News ID : 2818
Publish Date : 13 June 2018 - 15:26
Daimler AG, parent of Mercedes-Benz has been forced to recall around 774,000 vehicles across its C-Class, GLC and Vito model lines in Europe, after being accused by German authorities of fitting emissions defeat devices in certain diesel models.
Bloomberg reports the German manufacturer will be required to update the engine software in affected vehicles, despite having repeatedly denied any form of the emissions cheating conducted by fellow German automaker, Volkswagen.
In a statement posted on Twitter, the company said: "Daimler confirms the recall. Open legal questions will be clarified in the objection proceedings".

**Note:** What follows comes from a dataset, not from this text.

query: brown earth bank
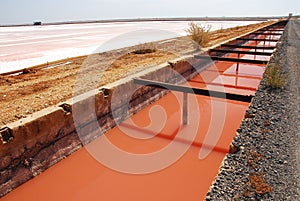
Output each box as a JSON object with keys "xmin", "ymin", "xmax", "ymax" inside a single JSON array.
[{"xmin": 0, "ymin": 21, "xmax": 274, "ymax": 127}]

Speaking with the American publication, Arndt Ellinghorst, analyst with Evercore ISI in London, said: "We don’t see any evidence that Daimler was designing software to deliberately cheat on emission testing".
Evercore estimates the recall will cost Daimler less than €100 million ($155.33m), helped by the fact no fines are currently being imposed.
The KBA – Germany's automotive regulatory firm – says it found five illegal software functions in Daimler's Euro 6 turbo-diesel engines, according to German newspaper Bild am Sonntag.
A fortnight ago, reports out of Europe confirmed the German marque was under investigation for emissions-cheating software in its diesel engines, potentially affecting 120,000 vehicles across the C-Class and Vito ranges.